Não dá mais para a publicidade produzir tendo a si mesma como referência, sem pensar na pegada negativa que deixa na história da marca e nos resíduos que espalha pela sociedade


3 de novembro de 2015 - 10h01

Na verdade, nunca pôde. Mas houve mesmo um tempo em que parecia poder. Um tempo onde não ter nenhum negro em campanhas publicitárias no Brasil era justificado pela projeção do nosso alter ego — o que por si só já era algo difícil de aceitar — e não pelo reflexo de um mercado publicitário que produzia tendo a si mesmo como referência.

Um tempo em que uma mulher seminua vendendo uma marca de pneus em uma borracharia compunha a decoração e parecia não despertar nenhum tipo de desconforto — e olha que elas continuaram sendo parte da paisagem mesmo depois que as mulheres passaram a responder por uma parte significativa das visitas às oficinas.

Um tempo em que um anúncio onde um pintor negro passando tinta sem cheiro debaixo do braço para falar de um novo produto parecia normal. Isso não só acontecia como aconteceu em uma conta com a qual eu trabalhava. Não foi veiculado, mas não foi simples.

No mês passado, no meio da discussão sobre o calendário da Leo Burnett Tailor Made (LBTM) acusado de transfobia (se você não acompanhou, leia aqui), troquei ideias com algumas pessoas e uma delas me perguntou: “você acha que diretores de arte leem jornal e sabem que travestis são perseguidos ou assassinados?” Não leem? Não sabem? Também ouvi: “o mundo está ficando chato; antes, era possível ser criativo sem ser perseguido”.

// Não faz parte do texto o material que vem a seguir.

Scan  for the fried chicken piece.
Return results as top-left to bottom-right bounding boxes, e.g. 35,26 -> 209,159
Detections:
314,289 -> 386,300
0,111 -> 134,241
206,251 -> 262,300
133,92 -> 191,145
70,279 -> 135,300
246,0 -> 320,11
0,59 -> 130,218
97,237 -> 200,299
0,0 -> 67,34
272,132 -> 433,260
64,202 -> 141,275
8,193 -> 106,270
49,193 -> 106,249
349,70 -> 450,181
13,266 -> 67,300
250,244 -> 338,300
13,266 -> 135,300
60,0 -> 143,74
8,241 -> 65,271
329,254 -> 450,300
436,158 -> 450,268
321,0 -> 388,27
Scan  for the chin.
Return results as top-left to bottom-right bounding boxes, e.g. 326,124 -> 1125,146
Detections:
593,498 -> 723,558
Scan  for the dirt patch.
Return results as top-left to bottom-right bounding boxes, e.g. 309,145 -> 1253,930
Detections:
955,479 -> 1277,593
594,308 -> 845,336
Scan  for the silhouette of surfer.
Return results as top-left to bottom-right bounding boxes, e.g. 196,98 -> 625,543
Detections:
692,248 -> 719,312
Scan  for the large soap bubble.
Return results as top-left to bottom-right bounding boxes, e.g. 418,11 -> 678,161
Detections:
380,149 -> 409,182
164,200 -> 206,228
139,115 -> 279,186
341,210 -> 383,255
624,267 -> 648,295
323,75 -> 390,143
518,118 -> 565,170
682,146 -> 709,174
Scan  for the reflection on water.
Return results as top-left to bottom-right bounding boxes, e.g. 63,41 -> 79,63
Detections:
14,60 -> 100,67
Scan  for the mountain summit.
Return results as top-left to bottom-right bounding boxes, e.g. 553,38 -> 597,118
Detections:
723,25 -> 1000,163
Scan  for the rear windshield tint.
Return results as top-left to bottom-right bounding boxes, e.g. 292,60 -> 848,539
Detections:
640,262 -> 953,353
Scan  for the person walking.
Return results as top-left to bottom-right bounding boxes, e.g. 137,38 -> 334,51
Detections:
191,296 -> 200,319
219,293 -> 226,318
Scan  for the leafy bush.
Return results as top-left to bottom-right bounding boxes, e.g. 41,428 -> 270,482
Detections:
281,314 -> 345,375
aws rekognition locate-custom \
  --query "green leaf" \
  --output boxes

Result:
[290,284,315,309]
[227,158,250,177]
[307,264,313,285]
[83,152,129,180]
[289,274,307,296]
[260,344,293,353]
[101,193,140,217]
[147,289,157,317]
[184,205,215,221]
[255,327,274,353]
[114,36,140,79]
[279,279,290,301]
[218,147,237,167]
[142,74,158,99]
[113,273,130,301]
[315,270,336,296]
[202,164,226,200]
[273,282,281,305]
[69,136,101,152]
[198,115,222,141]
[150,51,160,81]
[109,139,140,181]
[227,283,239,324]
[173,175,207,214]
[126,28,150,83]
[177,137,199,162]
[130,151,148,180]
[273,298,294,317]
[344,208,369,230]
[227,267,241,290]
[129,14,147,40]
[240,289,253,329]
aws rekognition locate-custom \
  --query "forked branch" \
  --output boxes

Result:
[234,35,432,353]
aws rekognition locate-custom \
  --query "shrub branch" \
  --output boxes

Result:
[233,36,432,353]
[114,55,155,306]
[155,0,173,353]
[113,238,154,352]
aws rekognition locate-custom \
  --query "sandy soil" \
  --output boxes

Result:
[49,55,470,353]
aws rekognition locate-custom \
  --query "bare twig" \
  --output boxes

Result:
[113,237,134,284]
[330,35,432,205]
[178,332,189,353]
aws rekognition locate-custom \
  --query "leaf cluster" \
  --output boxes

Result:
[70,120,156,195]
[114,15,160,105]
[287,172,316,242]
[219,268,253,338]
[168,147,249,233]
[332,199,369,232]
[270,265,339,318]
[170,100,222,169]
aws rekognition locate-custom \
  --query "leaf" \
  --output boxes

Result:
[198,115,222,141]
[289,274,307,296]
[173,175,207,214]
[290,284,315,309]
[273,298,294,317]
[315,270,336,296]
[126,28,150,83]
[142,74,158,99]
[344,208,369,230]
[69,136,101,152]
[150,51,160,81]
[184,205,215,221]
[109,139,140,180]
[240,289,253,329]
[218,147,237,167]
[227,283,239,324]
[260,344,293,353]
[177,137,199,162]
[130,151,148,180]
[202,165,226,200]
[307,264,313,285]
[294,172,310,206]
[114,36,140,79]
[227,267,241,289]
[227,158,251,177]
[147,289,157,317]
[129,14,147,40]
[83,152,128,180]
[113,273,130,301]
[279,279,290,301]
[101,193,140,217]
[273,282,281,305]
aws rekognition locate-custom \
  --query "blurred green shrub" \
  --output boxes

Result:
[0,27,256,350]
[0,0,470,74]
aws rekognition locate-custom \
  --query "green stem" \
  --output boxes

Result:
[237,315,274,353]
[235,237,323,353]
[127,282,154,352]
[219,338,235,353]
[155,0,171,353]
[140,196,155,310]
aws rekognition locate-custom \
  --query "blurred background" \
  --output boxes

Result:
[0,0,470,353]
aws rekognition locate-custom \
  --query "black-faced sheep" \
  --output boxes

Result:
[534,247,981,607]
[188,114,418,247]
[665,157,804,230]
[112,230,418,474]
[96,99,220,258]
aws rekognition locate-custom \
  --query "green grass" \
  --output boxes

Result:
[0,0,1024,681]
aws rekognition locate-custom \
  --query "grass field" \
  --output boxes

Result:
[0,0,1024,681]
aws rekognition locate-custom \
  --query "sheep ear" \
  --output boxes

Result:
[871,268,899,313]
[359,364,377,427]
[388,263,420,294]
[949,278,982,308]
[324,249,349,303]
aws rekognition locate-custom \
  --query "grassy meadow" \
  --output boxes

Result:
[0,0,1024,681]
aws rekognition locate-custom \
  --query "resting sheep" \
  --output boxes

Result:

Desculpem-me, mas tive vontade de vomitar quando ouvi afirmações como “pergunte ao travesti que fez a foto se ele se importou”. Lembrou-me a dezena de vezes em que ouvi que a mulher que fez o papel de objeto sexual no comercial de cerveja gozou. A ignorância ou a necessidade financeira não justificam o uso da imagem para vender ideias que são contra você mesmo, mas é algo que de alguma forma se explica. O que não se explica é que alguém deliberadamente planeje, crie e aprove uma ideia que pode até, por um tempo, ajudar a vender um produto, mas que deixa uma pegada extremamente negativa na história da marca e na sociedade.

Conheço o time da LBTM e tenho certeza de que nenhuma daquelas pessoas, deliberadamente, construiu uma ideia pensando em deixar uma pegada negativa. Deliberadamente. Aquilo que foi decidido, feito de propósito ou com determinada intenção. Este é o ponto aqui. Nem o time que criou o calendário nem nenhum de nós está construindo mensagens deliberadamente negativas porque nem sequer estamos pensando nisso.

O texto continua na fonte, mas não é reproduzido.